Implementing a Custom Change Data Capture System Part 1: Introduction

Bruce Hendry is a consultant in Slalom’s Technology Solutions group in Dallas, TX. Bruce is passionate about the Microsoft Business Intelligence stack and the .NET Framework and enjoys technology.

Coming up with a title proved to be one of the most difficult parts of beginning this posting. Implementing a Custom Change Data Capture System doesn’t really ‘capture’ what should be said. I recently found myself in a situation with a client where it was necessary to quickly implement update processes between a legacy transactional application and a new transactional system. “That’s nothing new”, you say–and you are right–except that it was late in the game, there was already an extract-transform-load (ETL) solution in place that was not architected to account for updates because it was never in the scope…until that day, and (here was the nut of the challenge) nothing reliable existed in the legacy application to capture changed data.

Our team designed and implemented a viable solution. I decided to document it in a series of postings for a few different reasons:

Firstly, I think it is viable, and I want to share it in the hopes that it might help some folks down the road.

Secondly, I am sure it has lots of room for improvement; I am curious to hear feedback, suggestions, etc. Trust me, you won’t hurt my feelings. I don’t claim to be an expert; I think good solutions are the end result of exactly this kind of process. This solution may get blown out of the water, proved irrelevant by the existence of a better solution, or evolved based on input from bright minds; either scenario is okay with me.

Lastly, I need something to blog about. This would be way too long to fit into one post, hence the series. I’m not sure exactly how it will break down in terms of number of articles, but I will try and segment them logically. I will keep the Table of Contents updated so interested parties can jump directly to content they deem relevant. This first posting won’t have much technical value. I want to describe what we were confronted with and how we came up with the solution. At this juncture, it seems like it should go something like this, but I am sure it will play out differently.

  • Part 1: Introduction: Gives an overview of the problem and how the team arrived at the solution I’m about to document, including the requirements and limitations that influenced our thinking
  • Part 2: Implementation of the solution, diving in to the details
  • Part 3: Summary and Closing Comments

Problems and Solutions
Without further ado, let’s lay the groundwork for this story. Please note that I have taken liberties with irrelevant facts to protect client data and simplify conveyance of the solution.

We’ll call the legacy application and its database Apollo (think beginning, starts with an A), and we’ll call the new application and its database Challenger (think successor, C comes after A). We’ll call the ETL solution…wait…ready for it…the ETL solution. The original plan (before it was known updates would be required) was for Challenger to come online in phases. Each phase would encompass migrating the entirety of an existing customer’s data. The ETL solution had been built with the understanding that there would be no updates to Apollo’s data for the given customer once their data had been migrated. A customer’s data would be cutover on a specific date and users would only access Apollo for reference purposes after that date. The ETL solution dealt solely with a complete migration (per customer) and was concerned only with loading new data into Challenger’s database. Updates had never been considered and were not accounted for whatsoever in the existing ETL processes.

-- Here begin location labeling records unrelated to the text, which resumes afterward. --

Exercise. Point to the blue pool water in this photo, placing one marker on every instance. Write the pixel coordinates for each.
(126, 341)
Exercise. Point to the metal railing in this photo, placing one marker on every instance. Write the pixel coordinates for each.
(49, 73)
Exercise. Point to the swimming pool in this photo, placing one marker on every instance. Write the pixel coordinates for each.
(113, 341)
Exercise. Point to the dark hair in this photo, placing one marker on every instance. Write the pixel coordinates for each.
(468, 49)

The ETL solution leveraged reference tables in a reference database to maintain the linkage between Apollo and Challenger. There were no functional applications or reports built around this reference data, it was just there in case it was needed in the future, e.g. a user wanting to find an entity in Challenger known only by its Apollo business key. The structure of these reference tables, using a fictitious Car entity as an example, was as follows:

ReferenceCar Table

ColumnName DateType
ReferenceCarID int
ApolloCarID int
ChallengerCarID int

So data in the ReferenceCar table looked like this:

ReferenceCarID ApolloCarID ChallengerCarID
100 9123 111456
101 9124 111457
102 9125 111458
103 9126 111459

Continuing on with this example, the Apollo Car table looked something like this:

CarID (Apollo) Make Model Year Color
9123 Datsun B210 1974 Brown
9124 Acura MDX 2004 Black
9125 Jeep Wrangler 2000 Yellow
9126 Infiniti Q56 2008 Black

For the sake of this article, let’s say the Challenger Car table was nearly identical to Apollo’s, with the exception of a DateLastUpdated column:

CarID (Challenger) Make Model Year Color DateLastUpdated
111456 Datsun B210 1974 Brown 12/10/11   1:45:10 PM
111457 Acura MDX 2004 Black 12/10/11   1:45:10 PM
111458 Jeep Wrangler 2000 Yellow 12/10/11   1:45:10 PM
111459 Infiniti Q56 2008 Black 12/10/11   1:45:10 PM

The important thing to note here is that the Apollo table was devoid of any columns like DateLastUpdated or ModifiedDateTime that reliably indicated something in a row had changed. Not long after I joined the team, the mandate came down that users would still need the ability to edit data in Apollo even after a customer’s data had been migrated. These post-cutover edits in Apollo would also need to be propagated to Challenger. We were under the gun to come up with a solution quickly, so the ETL team gathered at the whiteboard to consider our plight and propose potential solutions. At the end of the meeting, we had noted some requirements, some limitations and 3 proposed solutions.

Requirements/Assumptions

  • Updates to Apollo should flow to Challenger on a nightly basis.
  • Once the updateable entity was edited in Challenger, updates in Apollo should be ignored.
  • Providing an audit trail of updates was essential.

Limitations

  • Apollo had no reliable means to tell when data changed.
  • Apollo was on SQL 2005 so Change Data Capture (CDC) in SQL Server 2008 was not an option.
  • Apollo was a heavily used production system and any risk of operational disruption would not be well-received by the client, i.e. changing the existing Apollo database schema was not going to be well-received.

Proposed Solutions

  1. Save a snapshot of the Apollo database and use it for comparison on a nightly basis to determine changes to the Car table.
  2. Add a DateLastUpdated datetime column to the necessary tables and add triggers to these tables that would refresh the DateLastUpdated columns whenever changes were made to a row.
  3. Use Checksum or Hashbytes to determine if any changes were made to a row in the Car table.

Deciding on the Solution
We nixed the first option pretty quickly. Its advantage was that it would not require any updates to the Apollo system. Beyond that, it seemed clunky. The overhead involved in backing up and restoring snapshots, in addition to having to write the comparison code to determine what changed, was discouraging.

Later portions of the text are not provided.